I asked myself today if I’ve taken on too much.
I have a part-time job. I go to school full-time. I have two babysitting gigs, and just took on another. I’m going to be a bridesmaid (x3) this summer, and I’m planning a Bridal Shower that is supposed to take place next weekend. I volunteer on Monday nights for a local ESL class as well as for an inclusion program through the YMCA. I am trying to plan a missions trip to Peru. On top of that, I’m a wife, and I have a cat. Milo definitely makes things stressful. Just kidding…he’s a joy!

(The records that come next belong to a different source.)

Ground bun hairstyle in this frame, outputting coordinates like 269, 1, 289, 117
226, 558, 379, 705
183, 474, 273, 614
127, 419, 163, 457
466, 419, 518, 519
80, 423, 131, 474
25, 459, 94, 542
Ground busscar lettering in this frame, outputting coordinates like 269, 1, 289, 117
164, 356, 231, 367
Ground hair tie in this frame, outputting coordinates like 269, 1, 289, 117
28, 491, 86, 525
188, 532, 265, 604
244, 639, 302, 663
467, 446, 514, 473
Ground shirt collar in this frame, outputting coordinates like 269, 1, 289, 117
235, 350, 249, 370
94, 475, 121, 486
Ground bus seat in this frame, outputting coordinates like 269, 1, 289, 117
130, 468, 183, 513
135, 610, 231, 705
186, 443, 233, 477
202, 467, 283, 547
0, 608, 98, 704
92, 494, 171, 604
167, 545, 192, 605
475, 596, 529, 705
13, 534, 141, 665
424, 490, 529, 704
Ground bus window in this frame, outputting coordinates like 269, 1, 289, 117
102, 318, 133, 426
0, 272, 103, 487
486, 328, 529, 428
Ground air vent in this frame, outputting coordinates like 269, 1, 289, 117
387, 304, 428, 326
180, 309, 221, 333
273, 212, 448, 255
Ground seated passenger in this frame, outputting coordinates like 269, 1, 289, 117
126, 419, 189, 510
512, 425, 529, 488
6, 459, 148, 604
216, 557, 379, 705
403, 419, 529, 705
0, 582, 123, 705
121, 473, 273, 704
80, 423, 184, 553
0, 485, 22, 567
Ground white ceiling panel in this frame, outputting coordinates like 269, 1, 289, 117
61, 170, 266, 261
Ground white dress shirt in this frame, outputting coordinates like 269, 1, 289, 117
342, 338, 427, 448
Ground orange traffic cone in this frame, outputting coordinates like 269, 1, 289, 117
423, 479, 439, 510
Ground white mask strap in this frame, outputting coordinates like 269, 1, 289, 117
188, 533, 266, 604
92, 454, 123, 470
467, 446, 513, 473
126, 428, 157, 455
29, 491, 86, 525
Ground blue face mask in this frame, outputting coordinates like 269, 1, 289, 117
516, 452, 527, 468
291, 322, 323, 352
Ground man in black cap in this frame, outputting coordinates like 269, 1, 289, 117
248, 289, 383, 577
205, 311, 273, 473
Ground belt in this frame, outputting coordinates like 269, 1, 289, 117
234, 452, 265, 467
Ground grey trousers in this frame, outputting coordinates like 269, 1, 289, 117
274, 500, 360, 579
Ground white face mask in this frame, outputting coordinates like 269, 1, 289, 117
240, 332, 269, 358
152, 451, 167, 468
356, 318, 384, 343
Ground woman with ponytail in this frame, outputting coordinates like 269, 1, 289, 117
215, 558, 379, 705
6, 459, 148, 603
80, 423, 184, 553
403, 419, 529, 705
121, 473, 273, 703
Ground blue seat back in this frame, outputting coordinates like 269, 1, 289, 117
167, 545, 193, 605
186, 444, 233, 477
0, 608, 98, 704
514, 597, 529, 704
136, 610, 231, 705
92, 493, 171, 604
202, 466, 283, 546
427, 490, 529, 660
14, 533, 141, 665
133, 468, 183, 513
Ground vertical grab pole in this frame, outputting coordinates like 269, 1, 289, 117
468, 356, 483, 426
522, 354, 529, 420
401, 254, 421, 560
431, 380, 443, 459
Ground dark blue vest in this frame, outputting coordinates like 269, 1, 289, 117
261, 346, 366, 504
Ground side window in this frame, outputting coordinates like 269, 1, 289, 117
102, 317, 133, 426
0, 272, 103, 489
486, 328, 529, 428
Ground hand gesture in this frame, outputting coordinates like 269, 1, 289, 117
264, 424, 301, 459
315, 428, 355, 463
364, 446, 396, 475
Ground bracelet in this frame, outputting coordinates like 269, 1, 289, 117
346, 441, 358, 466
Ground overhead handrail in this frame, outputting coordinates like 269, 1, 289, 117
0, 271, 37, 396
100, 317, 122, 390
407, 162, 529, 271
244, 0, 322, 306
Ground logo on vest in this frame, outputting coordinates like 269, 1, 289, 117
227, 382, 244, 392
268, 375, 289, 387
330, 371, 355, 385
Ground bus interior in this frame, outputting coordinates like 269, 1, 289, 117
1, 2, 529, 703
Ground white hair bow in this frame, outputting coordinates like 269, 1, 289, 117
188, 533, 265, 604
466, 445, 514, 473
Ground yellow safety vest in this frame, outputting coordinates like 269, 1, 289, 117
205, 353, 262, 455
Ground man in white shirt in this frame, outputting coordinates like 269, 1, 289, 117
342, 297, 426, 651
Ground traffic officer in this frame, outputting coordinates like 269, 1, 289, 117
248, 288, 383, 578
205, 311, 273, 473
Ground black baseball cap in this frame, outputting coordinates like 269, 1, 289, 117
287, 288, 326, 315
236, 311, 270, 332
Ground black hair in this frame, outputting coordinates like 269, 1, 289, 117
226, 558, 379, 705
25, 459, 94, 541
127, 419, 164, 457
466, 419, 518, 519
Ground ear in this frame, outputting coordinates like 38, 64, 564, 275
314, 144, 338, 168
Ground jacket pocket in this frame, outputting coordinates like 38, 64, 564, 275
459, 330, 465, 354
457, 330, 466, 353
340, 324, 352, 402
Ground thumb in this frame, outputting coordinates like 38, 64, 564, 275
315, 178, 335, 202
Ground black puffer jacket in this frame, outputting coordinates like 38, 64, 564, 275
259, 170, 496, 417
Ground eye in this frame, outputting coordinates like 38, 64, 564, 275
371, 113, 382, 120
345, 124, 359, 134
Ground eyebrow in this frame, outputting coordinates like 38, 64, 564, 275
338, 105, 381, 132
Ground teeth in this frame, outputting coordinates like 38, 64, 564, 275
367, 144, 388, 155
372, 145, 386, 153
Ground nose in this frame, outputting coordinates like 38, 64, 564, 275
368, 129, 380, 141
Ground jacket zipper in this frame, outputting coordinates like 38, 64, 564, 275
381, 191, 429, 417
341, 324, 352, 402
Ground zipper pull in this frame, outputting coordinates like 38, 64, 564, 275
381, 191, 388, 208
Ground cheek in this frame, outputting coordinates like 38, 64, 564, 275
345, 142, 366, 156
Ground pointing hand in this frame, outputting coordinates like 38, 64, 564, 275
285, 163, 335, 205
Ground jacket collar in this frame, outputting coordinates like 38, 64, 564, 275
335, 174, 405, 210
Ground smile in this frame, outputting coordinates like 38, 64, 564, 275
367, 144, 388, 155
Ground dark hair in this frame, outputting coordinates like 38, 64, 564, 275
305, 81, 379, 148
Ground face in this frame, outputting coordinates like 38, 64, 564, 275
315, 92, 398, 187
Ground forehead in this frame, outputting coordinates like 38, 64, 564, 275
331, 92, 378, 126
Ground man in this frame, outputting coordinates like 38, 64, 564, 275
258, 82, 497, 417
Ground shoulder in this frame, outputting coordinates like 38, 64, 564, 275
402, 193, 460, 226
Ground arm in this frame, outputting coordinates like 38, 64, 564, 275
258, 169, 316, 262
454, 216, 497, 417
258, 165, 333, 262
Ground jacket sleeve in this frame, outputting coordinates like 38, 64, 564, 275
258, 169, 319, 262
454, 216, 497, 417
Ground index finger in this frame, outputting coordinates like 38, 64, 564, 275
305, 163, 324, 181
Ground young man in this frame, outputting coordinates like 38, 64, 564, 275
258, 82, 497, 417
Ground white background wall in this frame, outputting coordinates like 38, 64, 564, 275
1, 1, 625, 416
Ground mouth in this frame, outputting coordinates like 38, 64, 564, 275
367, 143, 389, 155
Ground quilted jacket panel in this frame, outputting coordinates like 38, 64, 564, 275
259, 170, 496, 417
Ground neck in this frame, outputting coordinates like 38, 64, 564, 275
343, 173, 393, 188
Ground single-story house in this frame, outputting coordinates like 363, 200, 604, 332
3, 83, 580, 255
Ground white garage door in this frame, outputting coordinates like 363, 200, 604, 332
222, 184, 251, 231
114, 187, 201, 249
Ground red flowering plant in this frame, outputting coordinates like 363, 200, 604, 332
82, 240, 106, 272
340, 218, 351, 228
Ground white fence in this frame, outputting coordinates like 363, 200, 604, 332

Just look at this picture of him eating a carrot:
He didn’t really eat it, but it’s still cute.
A tiny part of me felt super overwhelmed after writing that paragraph. A huge part of me felt incredibly proud that I am 22, and have a good work ethic (thanks, mom & dad). Overall, I just feel really blessed that I have the time and energy and support to accomplish all of these things.
Because of this plethora of responsibility, I have a legitimate reason to forgo cooking fancy meals, and to forget our laundry for just another week.
It gives me the ability to use the excuse “I’m too busy,” with pride & honesty.
“I just don’t have time for you. I really don’t.”
And then I realize this isn’t the way things should be.
I realize I am addicted to applying for Care.com jobs.
I realize if I am not constantly “busy,” I adopt a state of laziness that would make even the fattest sloth shake its head in embarrassment.
I realize I need to learn how to say “no” to people and things that want to impose on my time.
I realize it’s okay to take a day off…and that there is a significant difference between being busy and being productive.
Maybe…just maybe…I’ll remember this tomorrow.